In summary, Bacilli TatC phylogenetic analysis demonstrated that TatCd and TatCy form two distinct clades, where TatCy appears to be the progenitor of TatCd. Operon gene mapping has identified an assortment of candidates that frequently associate with tatC genes in addition to known Tat targeted substrates. Many of these candidate genes are related to metal cofactor utilization/biosynthesis. This operon analysis has identified known Tat substrates and may also provide insight into an alternative Tat substrate candidate identification method in addition to twin arginine leader sequence prediction software.

Mean dS/dN Analyses Identify Bacterial Classes with Different tatC Selective Pressures

The ratio of synonymous (dS) to non-synonymous (dN) nucleotide substitution was calculated for all pairwise comparisons of gene sequences coding for 232 taxonomically representative TatC homologues. The purpose was to determine which bacterial classes possessing tatC sequences were undergoing diversification through positive selection (dS/dN <1) in comparison to those classes with higher tatC conservation (dS/dN >1) that indicated sequences that are actively maintained in the host genome. Overall, the mean dS/dN value of all pairwise comparisons of tatC homologues was 2.62, indicating that bacterial tatC sequences are maintained under selective pressure, albeit much lower than initially expected. This result reflected a high proportion of non-synonymous sequence variation occurring in different bacterial classes and dS/dN values for species from various bacterial classes ranged from 0.35 to 5.99 (Table S2).

Our analysis of dS/dN values from 23 bacterial tatC possessing classes showed that five classes including Actinobacteria and Deinococci had the lowest median dS/dN values (1.0–2.0) in comparison to γ- proteobacteria, ε- proteobacteria, Bacteroidetes and Bacilli with the highest median dS/dN (3.0–4.0) values (Figure 4). Low median dS/dN values for Actinobacterial and Deinococcal species indicated that tatC sequences have undergone extensive sequence variation in comparison to other classes. This can be interpreted as tatC divergence towards a specialized function or towards the lack of selective pressures to maintain functional tatC copies in these hosts that no longer require translocase activity. Alternatively, low dS/dN values may reflect higher rates of unrelated horizontally transferred tatC sequences, as codon usage will vary depending on the origin of the transferred tatC sequence. This outcome also supports our TatC phylogenetic analysis, as many TatC members within these classes clustered together with taxonomically unrelated species according to a common environmental pressure (clade 4; Figure 2 and Figure S2).

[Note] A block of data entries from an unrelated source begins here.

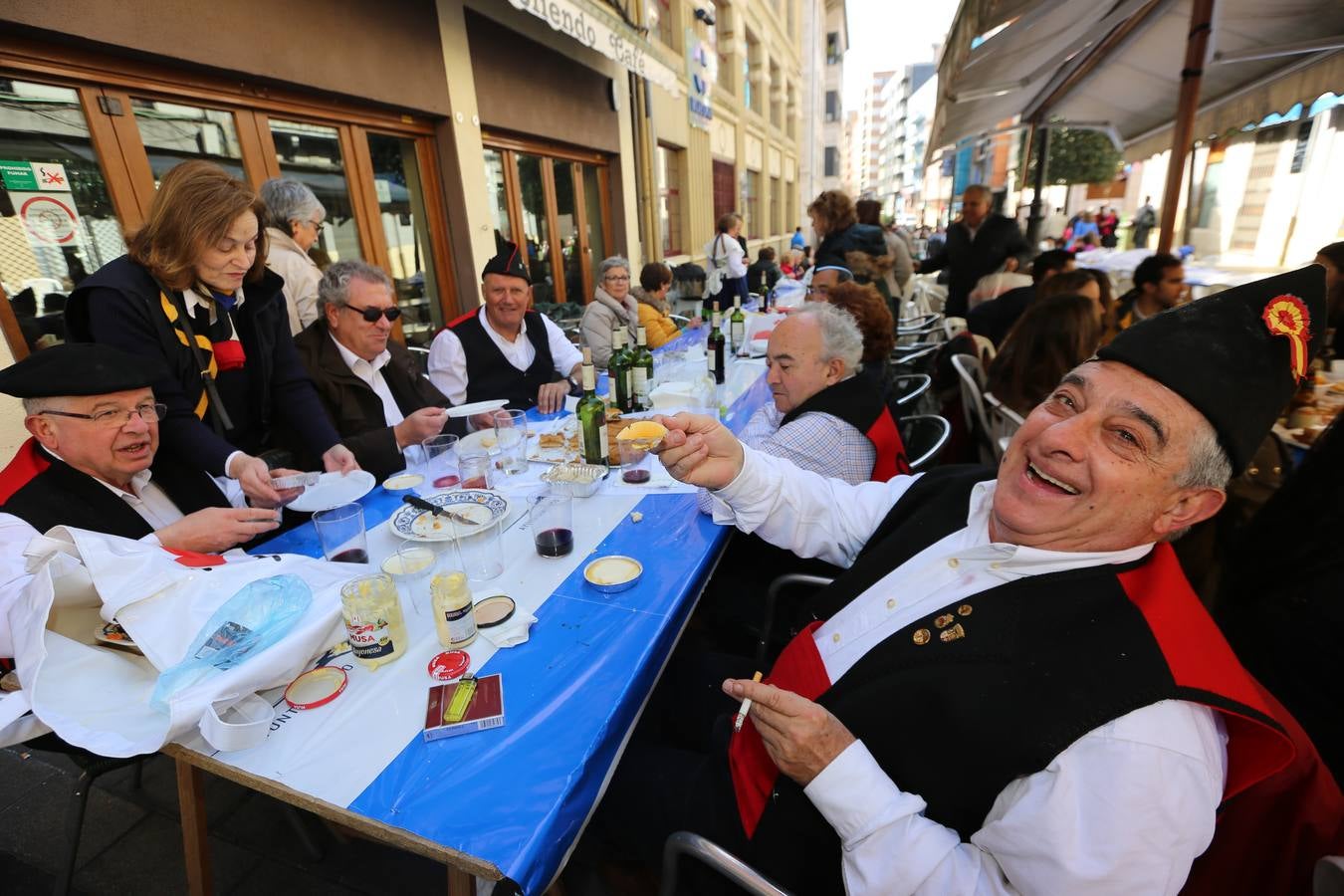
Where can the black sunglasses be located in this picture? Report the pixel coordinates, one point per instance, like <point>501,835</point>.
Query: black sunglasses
<point>371,315</point>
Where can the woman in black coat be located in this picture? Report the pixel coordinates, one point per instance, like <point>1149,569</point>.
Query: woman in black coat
<point>194,291</point>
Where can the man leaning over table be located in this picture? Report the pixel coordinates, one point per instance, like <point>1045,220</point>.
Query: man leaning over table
<point>367,381</point>
<point>1010,688</point>
<point>92,410</point>
<point>821,412</point>
<point>506,350</point>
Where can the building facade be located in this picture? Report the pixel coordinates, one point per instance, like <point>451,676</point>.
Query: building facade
<point>429,129</point>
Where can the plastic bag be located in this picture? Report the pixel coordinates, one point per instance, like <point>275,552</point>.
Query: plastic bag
<point>258,615</point>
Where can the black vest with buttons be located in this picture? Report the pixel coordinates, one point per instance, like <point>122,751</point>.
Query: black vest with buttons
<point>956,708</point>
<point>490,373</point>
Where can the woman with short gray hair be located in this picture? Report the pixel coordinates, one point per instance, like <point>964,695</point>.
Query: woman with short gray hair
<point>613,305</point>
<point>293,223</point>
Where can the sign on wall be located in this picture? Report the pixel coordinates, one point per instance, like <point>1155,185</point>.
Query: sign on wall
<point>702,65</point>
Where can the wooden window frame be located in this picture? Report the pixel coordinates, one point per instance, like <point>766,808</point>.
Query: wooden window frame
<point>125,164</point>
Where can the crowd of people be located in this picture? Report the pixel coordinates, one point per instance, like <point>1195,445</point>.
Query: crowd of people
<point>1009,685</point>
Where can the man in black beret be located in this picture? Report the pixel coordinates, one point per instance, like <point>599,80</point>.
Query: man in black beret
<point>92,410</point>
<point>504,350</point>
<point>1012,688</point>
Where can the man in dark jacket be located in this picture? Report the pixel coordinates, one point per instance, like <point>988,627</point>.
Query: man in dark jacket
<point>92,410</point>
<point>978,245</point>
<point>369,384</point>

The majority of bacterial tatC classes examined (52% of 23 classes) resided within the intermediate median dS/dN value range (2.1–3.1) as shown in Figure 4. In general, these intermediate dS/dN tatC homologues represented a diverse group largely composed of Gram- negative organisms and a single Gram- positive class (Clostridia). The intermediate median dS/dN values for these bacterial classes indicated that the overall mean dS/dN value of 2.62 accurately reflected the majority of bacterial class tatC sequence variation in bacteria. The broadest ranges of dS/dN values among bacterial classes in this group were found in within Verrucomicrobia (2.74–3.76), β-proteobacteria (1.62–5.10) and δ- proteobacteria (2.10–3.36), strongly suggesting that tatC homologues in these classes have significantly different selective pressures directing sequence conservation. High tatC dS/dN values observed for β-proteobacteria and δ-proteobacteria were particularly interesting, since high dS/dN values generally corresponded to species that possessed more than one tatC locus/genome (Table 2). For example, β-proteobacterial species with the highest tatC dS/dN values (>4.45) were related to tatC homologues from Methylobacillus flagellatus and Methylotenera mobilis, suggesting that multiple tatC copies may have greater pressures to maintain synonymous conservation to support conditionally dependent Tat system substrate secretion activity in these methylotrophic organisms.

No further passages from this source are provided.